Increasing weight and reps. I employ what’s called a double progression system for many personal training clients, because it provides a much smoother and safer progression path. The idea is simple:
Set a rep range, say 6-12 reps
Start your sets at the bottom of the range
Increase the number of reps at that same weight until you can do all the sets for 12 reps
The following week, you increase the weight by the smallest increment and drop the reps back down to the bottom of the range.3
You don’t need to use double progression. You could choose to alternate between increasing weight and reps. You can also choose whatever range you prefer.
Increasing number of sets. Increasing the number of sets, especially within the same workout, has diminishing returns. Adding sets should be reserved for when you are completely stuck on the sets, reps, and weight of an exercise, or when you can add another instance of the exercise on a different day.
Increasing RIR. Although there is no objective way to tell whether you’ve gotten stronger using the same sets, reps, and weight, we can use the RIR scale that I mentioned earlier. A higher RIR with the same weight and reps is still progress!4
Those strategies above should help keep the gains coming for years!

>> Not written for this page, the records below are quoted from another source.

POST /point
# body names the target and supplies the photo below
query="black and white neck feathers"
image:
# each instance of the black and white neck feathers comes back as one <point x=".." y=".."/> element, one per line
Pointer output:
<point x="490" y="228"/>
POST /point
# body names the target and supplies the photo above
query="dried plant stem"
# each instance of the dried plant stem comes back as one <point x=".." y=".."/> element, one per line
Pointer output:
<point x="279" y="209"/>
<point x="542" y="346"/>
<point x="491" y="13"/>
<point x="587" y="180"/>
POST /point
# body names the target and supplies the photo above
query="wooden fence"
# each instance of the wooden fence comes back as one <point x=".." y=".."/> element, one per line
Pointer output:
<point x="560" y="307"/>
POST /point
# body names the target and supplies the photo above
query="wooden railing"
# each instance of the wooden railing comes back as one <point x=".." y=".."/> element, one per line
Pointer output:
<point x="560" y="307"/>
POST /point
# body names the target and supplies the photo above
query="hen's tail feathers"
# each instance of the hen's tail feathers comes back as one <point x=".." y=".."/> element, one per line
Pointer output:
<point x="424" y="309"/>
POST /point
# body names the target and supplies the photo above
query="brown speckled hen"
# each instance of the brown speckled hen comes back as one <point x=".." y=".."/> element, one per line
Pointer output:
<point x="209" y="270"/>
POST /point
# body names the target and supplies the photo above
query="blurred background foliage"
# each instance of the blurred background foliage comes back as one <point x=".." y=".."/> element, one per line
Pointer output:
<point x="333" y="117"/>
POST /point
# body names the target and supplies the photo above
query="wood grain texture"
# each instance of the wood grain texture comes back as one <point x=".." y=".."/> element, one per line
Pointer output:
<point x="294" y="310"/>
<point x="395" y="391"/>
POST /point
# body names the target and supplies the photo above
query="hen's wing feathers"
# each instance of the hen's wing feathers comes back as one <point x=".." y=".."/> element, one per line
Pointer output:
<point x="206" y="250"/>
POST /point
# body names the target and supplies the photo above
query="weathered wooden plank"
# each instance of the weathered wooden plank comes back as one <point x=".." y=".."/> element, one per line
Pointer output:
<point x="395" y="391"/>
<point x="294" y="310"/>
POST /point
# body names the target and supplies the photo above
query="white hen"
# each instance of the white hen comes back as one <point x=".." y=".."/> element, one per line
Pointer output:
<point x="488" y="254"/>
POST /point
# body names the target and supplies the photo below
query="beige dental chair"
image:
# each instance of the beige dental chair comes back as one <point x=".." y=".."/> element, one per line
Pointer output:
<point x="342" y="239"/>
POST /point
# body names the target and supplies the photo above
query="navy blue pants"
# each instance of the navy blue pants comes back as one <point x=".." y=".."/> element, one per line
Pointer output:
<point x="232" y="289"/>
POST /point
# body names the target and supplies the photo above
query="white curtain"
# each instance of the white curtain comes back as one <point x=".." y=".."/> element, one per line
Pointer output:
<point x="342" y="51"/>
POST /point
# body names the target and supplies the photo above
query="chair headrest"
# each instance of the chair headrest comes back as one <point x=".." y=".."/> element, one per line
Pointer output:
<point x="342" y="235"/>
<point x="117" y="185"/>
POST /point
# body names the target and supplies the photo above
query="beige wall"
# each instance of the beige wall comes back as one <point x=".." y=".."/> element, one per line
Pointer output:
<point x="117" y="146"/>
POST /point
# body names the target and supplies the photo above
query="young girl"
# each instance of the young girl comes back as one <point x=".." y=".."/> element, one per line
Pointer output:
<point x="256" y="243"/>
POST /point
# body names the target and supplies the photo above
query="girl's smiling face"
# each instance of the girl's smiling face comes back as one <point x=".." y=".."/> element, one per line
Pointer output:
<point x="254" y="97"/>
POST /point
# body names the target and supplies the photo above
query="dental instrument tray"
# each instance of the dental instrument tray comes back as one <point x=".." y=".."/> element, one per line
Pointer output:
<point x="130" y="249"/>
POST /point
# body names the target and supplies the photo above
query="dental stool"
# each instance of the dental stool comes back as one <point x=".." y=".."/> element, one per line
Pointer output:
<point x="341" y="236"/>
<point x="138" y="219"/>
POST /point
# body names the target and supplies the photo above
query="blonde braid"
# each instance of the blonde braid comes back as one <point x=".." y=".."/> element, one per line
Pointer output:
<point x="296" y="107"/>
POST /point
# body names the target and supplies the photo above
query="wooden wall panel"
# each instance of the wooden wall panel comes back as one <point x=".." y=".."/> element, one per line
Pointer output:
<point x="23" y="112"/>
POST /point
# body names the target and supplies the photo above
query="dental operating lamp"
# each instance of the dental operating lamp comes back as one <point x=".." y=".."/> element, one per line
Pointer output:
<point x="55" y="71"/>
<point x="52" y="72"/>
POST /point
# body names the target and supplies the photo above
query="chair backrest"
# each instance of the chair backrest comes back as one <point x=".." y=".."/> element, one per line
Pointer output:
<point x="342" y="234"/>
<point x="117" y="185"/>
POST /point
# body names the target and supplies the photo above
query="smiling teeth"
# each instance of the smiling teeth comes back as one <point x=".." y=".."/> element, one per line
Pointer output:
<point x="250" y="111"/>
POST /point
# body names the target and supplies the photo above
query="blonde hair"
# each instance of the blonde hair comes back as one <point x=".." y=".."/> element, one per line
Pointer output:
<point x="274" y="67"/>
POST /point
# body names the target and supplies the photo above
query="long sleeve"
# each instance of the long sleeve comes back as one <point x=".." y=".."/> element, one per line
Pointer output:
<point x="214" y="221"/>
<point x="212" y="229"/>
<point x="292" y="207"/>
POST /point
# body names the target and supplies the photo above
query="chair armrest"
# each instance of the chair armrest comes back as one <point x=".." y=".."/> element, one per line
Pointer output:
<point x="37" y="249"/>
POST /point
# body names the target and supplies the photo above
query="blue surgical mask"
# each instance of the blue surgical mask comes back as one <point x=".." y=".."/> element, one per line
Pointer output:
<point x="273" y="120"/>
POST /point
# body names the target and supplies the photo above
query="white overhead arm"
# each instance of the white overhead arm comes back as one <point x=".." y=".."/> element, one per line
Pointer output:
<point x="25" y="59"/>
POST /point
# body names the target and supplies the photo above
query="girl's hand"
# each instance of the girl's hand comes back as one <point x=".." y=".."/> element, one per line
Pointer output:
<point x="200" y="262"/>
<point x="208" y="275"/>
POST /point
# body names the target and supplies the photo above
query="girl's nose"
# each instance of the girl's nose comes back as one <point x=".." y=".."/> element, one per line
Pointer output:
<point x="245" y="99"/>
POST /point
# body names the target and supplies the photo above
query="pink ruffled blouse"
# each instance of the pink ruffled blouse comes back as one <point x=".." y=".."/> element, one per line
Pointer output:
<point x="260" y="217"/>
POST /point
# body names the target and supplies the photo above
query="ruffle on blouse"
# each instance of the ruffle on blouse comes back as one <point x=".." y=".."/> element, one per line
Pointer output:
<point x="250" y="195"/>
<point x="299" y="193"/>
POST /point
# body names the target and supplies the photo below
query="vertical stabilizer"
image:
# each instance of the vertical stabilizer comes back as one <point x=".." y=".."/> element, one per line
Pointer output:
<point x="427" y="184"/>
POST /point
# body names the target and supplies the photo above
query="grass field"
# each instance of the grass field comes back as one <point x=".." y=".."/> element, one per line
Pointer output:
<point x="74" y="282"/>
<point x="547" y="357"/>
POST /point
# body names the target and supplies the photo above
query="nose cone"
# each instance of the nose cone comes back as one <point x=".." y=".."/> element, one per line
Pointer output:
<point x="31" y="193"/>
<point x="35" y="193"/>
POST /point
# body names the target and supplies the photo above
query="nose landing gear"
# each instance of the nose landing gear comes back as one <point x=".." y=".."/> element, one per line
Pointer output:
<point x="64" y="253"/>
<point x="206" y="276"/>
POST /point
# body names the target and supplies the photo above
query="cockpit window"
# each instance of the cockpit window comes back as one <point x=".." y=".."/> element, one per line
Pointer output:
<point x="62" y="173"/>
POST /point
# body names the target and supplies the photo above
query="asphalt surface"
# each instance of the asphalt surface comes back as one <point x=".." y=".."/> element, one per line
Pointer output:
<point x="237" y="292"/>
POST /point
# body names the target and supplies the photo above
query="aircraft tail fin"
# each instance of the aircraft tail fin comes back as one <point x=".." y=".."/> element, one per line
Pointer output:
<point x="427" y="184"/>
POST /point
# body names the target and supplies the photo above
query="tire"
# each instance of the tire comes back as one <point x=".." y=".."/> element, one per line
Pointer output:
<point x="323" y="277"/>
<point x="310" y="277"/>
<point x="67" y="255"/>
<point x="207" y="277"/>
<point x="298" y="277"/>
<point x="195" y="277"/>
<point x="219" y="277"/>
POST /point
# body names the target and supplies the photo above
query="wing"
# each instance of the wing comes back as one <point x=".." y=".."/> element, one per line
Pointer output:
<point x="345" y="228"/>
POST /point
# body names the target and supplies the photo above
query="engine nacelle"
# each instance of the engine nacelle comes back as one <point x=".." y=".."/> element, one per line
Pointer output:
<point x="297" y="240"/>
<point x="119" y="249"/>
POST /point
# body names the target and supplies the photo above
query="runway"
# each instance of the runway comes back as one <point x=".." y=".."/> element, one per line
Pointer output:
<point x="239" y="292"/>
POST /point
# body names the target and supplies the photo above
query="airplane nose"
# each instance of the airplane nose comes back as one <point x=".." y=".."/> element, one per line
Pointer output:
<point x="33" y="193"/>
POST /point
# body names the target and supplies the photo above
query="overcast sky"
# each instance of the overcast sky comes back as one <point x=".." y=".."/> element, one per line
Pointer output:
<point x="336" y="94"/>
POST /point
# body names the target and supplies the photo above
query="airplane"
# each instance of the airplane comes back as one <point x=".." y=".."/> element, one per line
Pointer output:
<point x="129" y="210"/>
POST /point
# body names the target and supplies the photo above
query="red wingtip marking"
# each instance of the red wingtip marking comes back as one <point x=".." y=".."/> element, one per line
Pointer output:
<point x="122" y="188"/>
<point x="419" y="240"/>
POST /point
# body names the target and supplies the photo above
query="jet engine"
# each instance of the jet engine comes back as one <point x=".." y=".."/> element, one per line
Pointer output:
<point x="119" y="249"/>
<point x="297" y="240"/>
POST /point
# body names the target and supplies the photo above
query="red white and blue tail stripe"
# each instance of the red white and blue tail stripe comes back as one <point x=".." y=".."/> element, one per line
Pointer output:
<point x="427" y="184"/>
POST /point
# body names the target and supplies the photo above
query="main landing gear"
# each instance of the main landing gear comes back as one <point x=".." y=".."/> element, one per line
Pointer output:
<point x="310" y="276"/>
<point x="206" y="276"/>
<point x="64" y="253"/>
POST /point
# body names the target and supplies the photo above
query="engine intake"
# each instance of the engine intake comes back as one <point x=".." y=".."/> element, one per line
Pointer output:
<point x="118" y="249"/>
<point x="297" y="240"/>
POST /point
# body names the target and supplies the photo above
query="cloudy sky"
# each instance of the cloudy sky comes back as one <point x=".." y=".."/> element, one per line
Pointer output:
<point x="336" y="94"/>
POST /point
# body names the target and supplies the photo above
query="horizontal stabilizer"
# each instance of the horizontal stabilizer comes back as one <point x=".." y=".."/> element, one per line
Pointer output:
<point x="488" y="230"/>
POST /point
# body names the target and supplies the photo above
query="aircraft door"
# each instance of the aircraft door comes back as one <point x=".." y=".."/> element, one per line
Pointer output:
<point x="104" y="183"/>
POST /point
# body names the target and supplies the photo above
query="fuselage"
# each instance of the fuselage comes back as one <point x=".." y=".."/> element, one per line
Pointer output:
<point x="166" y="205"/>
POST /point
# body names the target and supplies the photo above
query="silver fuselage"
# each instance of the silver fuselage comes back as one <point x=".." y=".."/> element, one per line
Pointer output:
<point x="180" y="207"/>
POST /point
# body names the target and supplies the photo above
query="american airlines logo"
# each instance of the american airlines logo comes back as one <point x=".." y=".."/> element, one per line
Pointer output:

I may have given the impression that you must increase something every single workout, but adaptation doesn’t necessarily require it. The same stimulus, provided it was hard at some point, can net strength increases for some time. The returns are just diminishing.
So it’s not so much that there is zero benefit in repeating the same weight and reps. You’ll just want to make sure you’re not camping out anywhere for too long. In my experience, however, giving people a reason not to push themselves is a recipe for little progress. You certainly shouldn’t feel like you must make every workout harder than the last, but you need some system for increasing the difficulty, or, at the very least, be honest with yourself about how hard you’re pushing.
Summary
That’s it. Those are the three pillars of training. If you can manage to show up consistently, train hard, and do more over time, you can make almost any program work. Remember, these variables are intimately connected. Being consistent provides the stimulus and allows you to take advantage of the adaptation from an effortful session. Consistent effortful sessions will enable you to increase the difficulty of your workouts. And progression creates momentum and the motivation to keep showing up.
I prefer to use concentric failure, which is the point at which you can no longer complete the concentric portion of the lift.
You could make the argument that progressive overload is the result of getting stronger over time, but the two processes are so intertwined that I will use the term to refer to both together. Getting stronger means you can use more weight, but you won’t get stronger without increasing the weight. Therefore, increasing the weight is the cause and result of getting stronger.
You don’t need to drop down to the bottom of the rep range. You could try to get as many reps as possible with an RIR of 1-2. That way, it won’t feel like you’re taking a huge step back on your overall volume.
Some coaches prefer to use RPE because it directly coincides with effort. Lower RPE means lower effort. Because RIR is inverted (RPE of 9 is RIR of 1), it can be unclear.